What just happened? Almost two months since its CEO announced that Take-Two Interactive was "actively embracing generative AI," the owner of Rockstar Games has suddenly laid off a portion of its AI team, including its Head of Artificial Intelligence.

The revelation came from Luke Dicken, who was made Take-Two's Head of AI in early 2025. He wrote in a LinkedIn post that "It's truly disappointing that I have to share with you that my time with T2 – and that of my team – has come to an end."

Kotaku writes that Dicken joined Take-Two after a decade at Zynga – Take-Two bought the company, known for social video games such as FarmVille, CityVille, and YoVille, for $12.7 billion in 2022. The publication adds that much of Take-Two's AI team appears to have been established from Zynga's existing applied AI department.

According to Dicken's LinkedIn profile, he had been the architect of Zynga's overarching Generative AI strategy before becoming Take-Two's AI boss.

Dicken never revealed why he is no longer at Take-Two or how many people from his team were also leaving the gaming giant.

The timing of the departures is somewhat surprising. It was only at the start of February when Take-Two CEO Strauss Zelnick jumped on the trend of publicly announcing his love of all things AI. However, in a move likely planned to reduce backlash, he emphasized that generative AI has "zero part" in GTA 6.

Zelnick's praise of AI was a response to a question about Google's Project Genie.
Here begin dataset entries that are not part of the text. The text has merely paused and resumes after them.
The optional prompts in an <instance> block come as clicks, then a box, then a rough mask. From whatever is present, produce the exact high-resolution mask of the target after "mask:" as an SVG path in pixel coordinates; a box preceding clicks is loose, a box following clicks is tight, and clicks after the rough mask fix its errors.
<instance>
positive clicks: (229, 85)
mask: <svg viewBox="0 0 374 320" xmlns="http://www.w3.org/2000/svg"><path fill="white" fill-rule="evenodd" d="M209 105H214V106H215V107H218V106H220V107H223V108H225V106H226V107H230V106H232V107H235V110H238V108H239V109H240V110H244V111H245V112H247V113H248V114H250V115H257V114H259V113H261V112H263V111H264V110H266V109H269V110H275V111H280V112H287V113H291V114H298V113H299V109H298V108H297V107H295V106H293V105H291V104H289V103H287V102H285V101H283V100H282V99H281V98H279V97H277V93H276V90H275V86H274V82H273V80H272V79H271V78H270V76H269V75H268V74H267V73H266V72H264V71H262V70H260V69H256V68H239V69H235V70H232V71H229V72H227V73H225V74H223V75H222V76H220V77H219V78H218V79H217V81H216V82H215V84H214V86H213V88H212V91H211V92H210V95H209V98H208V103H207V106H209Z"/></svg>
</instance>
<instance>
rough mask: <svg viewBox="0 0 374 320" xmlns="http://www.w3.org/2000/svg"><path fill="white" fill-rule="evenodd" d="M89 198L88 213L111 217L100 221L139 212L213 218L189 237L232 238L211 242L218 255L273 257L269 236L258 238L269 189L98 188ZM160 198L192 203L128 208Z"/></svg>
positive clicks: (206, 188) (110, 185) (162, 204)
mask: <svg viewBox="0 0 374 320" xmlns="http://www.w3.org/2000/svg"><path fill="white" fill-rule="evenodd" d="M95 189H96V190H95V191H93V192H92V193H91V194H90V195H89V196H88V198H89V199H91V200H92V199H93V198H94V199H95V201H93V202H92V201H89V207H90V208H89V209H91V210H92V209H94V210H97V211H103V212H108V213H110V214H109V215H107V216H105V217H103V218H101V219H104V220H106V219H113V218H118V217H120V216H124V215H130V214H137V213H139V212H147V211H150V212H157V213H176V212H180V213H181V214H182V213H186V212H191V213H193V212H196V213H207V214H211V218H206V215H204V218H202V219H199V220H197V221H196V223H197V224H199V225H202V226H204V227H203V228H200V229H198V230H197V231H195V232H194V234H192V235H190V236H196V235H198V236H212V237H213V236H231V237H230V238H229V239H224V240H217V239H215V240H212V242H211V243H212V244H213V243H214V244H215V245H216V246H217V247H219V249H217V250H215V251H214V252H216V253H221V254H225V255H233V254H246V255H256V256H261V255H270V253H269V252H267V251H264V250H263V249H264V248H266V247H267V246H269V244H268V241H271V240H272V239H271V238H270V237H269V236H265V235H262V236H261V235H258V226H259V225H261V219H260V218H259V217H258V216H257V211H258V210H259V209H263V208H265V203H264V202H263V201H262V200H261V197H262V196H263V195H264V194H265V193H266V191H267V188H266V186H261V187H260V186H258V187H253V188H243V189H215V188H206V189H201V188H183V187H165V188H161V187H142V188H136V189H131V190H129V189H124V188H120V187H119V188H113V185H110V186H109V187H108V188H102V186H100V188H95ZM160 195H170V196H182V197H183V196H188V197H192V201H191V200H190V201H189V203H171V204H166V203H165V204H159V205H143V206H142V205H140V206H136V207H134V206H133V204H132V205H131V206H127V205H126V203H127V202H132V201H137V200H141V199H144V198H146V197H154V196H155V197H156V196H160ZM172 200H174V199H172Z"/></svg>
The experimental system transforms simple text instructions into short, explorable video environments – interactive worlds, essentially.

Google's announcement of Project Genie caused Take-Two's stock price to fall to an 11-month low, a reaction that Zelnick said left him "a little confused."

Take-Two president Karl Slatoff was also dismissive of Google's tool. "Genie is early in its iteration at this point and trying to make a comparison to a game engine is just really – they're not even in the same ballpark. Genie is not a game engine," he said.

We've become used to seeing companies making huge layoffs as a result of generative AI automating tasks and making some jobs obsolete. A recent case saw Kingdom Come: Deliverance II developer Warhorse Studios axe a translator because his role was being filled by the technology.

Take-Two's decision to remove humans whose job it is to implement AI within a company is rare, but it could be the start of a trend. The backlash against Nvidia over DLSS 5 making games look like AI slop was enormous. OpenAI recently discontinued Sora. And games continue to be slammed when people even suspect the presence of AI-generated content.